Here is a crash course from Eugene Schwartz from his Breakthrough Advertising:
1
If the customer knows your product,
and knows that it can fulfill its wishes, started your headline with your product.
Example: "With the new iPhone you can now record 4K videos and save yourself the cost of a 3000 Euro camera."
2
If the customer does not know your product,
but has a specific desire, then you start your headline with that desire.
Example: "How to record kazakhstan telegram screening 4K videos with a smartphone"
3
If the customer does not know what he wants,
but deals with a fundamental problem, the focus of your headline is on that problem.
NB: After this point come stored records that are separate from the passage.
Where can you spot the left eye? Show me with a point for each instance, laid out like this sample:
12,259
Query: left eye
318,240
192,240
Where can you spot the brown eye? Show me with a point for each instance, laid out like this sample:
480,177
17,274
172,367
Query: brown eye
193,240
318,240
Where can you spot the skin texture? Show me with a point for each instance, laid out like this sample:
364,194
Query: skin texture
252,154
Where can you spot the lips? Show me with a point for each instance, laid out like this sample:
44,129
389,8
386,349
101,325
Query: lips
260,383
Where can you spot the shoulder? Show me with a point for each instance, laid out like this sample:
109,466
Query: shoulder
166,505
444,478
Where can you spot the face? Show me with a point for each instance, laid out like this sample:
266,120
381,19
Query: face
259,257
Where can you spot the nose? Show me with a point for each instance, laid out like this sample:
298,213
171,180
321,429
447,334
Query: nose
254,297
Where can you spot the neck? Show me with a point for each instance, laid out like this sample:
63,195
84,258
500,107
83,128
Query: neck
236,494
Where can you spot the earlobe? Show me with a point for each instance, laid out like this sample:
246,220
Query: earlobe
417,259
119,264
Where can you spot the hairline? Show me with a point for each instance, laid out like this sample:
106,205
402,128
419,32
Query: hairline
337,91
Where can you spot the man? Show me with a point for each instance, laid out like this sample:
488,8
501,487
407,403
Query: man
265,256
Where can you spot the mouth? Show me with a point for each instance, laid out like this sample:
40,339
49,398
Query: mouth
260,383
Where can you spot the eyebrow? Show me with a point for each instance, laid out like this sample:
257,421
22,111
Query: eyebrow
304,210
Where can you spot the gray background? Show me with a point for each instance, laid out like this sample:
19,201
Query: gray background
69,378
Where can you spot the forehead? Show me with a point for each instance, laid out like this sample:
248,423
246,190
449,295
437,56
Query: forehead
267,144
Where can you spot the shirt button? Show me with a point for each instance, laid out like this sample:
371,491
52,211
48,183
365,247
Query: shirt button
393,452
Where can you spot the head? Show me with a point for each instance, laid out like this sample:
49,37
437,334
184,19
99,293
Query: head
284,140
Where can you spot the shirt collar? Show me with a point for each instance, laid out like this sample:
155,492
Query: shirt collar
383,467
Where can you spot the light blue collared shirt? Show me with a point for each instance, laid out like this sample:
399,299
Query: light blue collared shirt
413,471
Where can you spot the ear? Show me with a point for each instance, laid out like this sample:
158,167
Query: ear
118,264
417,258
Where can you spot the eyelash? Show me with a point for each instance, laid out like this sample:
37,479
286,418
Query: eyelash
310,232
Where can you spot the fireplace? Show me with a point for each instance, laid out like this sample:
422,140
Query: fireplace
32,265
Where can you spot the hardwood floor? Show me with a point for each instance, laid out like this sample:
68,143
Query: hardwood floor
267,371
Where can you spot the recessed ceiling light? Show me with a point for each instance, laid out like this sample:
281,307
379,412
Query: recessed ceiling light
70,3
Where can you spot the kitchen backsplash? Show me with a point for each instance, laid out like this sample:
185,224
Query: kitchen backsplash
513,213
Example: "How to make vacation videos so sharp your friends will think you had a professional photographer with you."
You notice:
Headline templates are good ( here are 51 templates for you ).
But they only work if you know your customer and where he or she is at the moment.
The headline has to fit the desire like an ass fits a toilet seat.
Only then will your customer dare to cross your “bridge” and read the rest of the advertising text.
"Your headline has only one job - to stop your prospect and compel him to read the second sentence of your ad."
–Eugene Schwartz in Breakthrough Advertising
Now you are probably asking yourself:
How do I find out what my customer thinks?
For this purpose, Eugene Schwartz developed his own system consisting of 5 phases in his book Breakthrough Advertising.